Она увидела его на диване и спросила:
— В честь какого праздника у нас в доме так перегаром тянет?
— А что, я уже не имею права выпить просто так? — поинтересовался Роман.
— Просто так пьют только алкоголики. Кстати, ты сам об этом на селе говорил.
— Не путай, алкоголики опохмеляются и пьянеют от рюмки. А сколько времени?
— Восьмой час.
— Чего рано пришла?
— Я-то появилась вовремя, у меня в понедельник короткая смена, а вот ты, похоже, с обеда дрыхнешь. Работы, что ли, лишился?
Николаев поднялся и заявил:
— Таких людей, как я, без очень веских причин не увольняют.
Екатерина поправила костюм Романа, и из кармана выпала пачка стодолларовых купюр.
Она подняла ее и воскликнула:
— А это что?
— Ты не видишь? Деньги, только американские. Они принимаются практические во всех странах мира.
— Я, Рома, вижу, что это деньги. Откуда?
Николаев показал ей на костюм и гордо заявил:
— В другом кармане еще одна пачка.
Екатерина достала ее и осведомилась:
— За что тебе платят такие деньги?
— За работу. Это аванс, завтра получу остальное, сто восемьдесят тысяч зелеными американскими купюрами.
— Сколько? — У Екатерины от удивления расширились глаза.
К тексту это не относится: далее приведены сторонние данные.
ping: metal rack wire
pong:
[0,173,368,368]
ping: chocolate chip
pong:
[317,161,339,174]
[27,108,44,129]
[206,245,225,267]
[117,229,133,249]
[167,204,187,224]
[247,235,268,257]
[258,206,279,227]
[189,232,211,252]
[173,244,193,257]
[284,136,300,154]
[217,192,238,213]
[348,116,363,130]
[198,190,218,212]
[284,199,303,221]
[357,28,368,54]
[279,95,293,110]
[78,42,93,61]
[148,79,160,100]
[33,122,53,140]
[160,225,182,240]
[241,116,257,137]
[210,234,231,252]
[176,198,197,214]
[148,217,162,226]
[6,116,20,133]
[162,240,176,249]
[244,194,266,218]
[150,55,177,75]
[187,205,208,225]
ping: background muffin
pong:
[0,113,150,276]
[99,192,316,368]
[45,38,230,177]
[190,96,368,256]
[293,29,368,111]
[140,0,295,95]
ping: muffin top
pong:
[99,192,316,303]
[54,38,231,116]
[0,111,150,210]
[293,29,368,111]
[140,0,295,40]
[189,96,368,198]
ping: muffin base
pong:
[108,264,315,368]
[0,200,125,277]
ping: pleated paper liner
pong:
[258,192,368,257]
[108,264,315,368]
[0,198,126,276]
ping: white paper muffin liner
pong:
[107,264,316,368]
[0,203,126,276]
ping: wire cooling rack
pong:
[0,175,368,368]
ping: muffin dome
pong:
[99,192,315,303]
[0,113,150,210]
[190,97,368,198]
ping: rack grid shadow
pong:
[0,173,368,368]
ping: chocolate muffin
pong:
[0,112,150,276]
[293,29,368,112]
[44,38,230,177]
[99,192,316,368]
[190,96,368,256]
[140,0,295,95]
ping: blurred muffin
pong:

— Сто восемьдесят. Если переводить на наши деньги, то выходит почти шесть с половиной миллионов рублей.
— Это что же у тебя за работа?
— Я телохранитель, ты же знаешь.
— Да за такие деньги у нас в районе можно и дом построить, и магазин открыть.
Николаев встал, потянулся и спросил:
— Тебе в Москве плохо?
— Хорошо, но наши отношения?.. — Екатерина подошла к Роману.
— Что наши отношения?
— Знаешь, как хочется, чтобы была семья, дети?
Николаев покачал головой:
— Да, оно, наверное, очень хорошо, но говорить об этом рано.
— Но мы же нормально уживаемся, Рома. На селе нас уже поженили! Ленка Гусева письмо прислала. Отец по пьянке ляпнул где-то на сходе, что мы расписались и живем вместе, так по Шанино эта весть разлетелась быстро. Теперь народ свадьбы ждет, гулянки.
— Ну, Петрович, ну, балабол!
— Но ведь реально так оно и есть, не считая росписи. Живем в одной квартире, спим вместе.
— А как же любовь, Катя?
— Я тебе по-прежнему безразлична?
— Нет, но чувства свои любовью назвать не могу.
— Да, ты ведь сам признавался, что не знаешь, что такое любовь.
Николаев обнял женщину, сомнения которой прекрасно понимал.
— Не торопи меня, Катя. Как почувствую, что люблю, сразу же сделаю тебе предложение.
— А не почувствуешь, выгонишь на улицу? Поразвлекаешься вволю, насытишься, а потом скажешь: «Извини, Катька, шла бы ты подальше. Нет и не будет у меня к тебе никакой любви».
— Ты вправе прекратить наши отношения. На улице не останешься, квартиру сниму хорошую, работу не потеряешь. А там, глядишь, и встретишь того, кто рухнет к твоим ногам. Буду только рад.
— Мне никто, кроме тебя, не нужен.
— Тогда не торопи и не заводи, пожалуйста, подобного разговора. По крайней мере, старайся делать это не так часто, как до сегодняшнего дня.
Екатерина вздохнула и спросила:
— А что мне еще остается?
— У тебя есть выбор. Я приму его.
— Он уже сделан. Принимай.
Николаев прошел в ванную, умылся, закурил на кухне. В это время сработал его сотовый телефон. На дисплее высветилась буква «С».
— Да, командир?
— Дома?
— Так точно!
— Подходи к пивному бару, разговор есть.
— Понял, через десять минут буду.
Вечером бар был заполнен, однако около Седова никто не сидел. Видимо, владелец заведения знал, с кем имеет дело.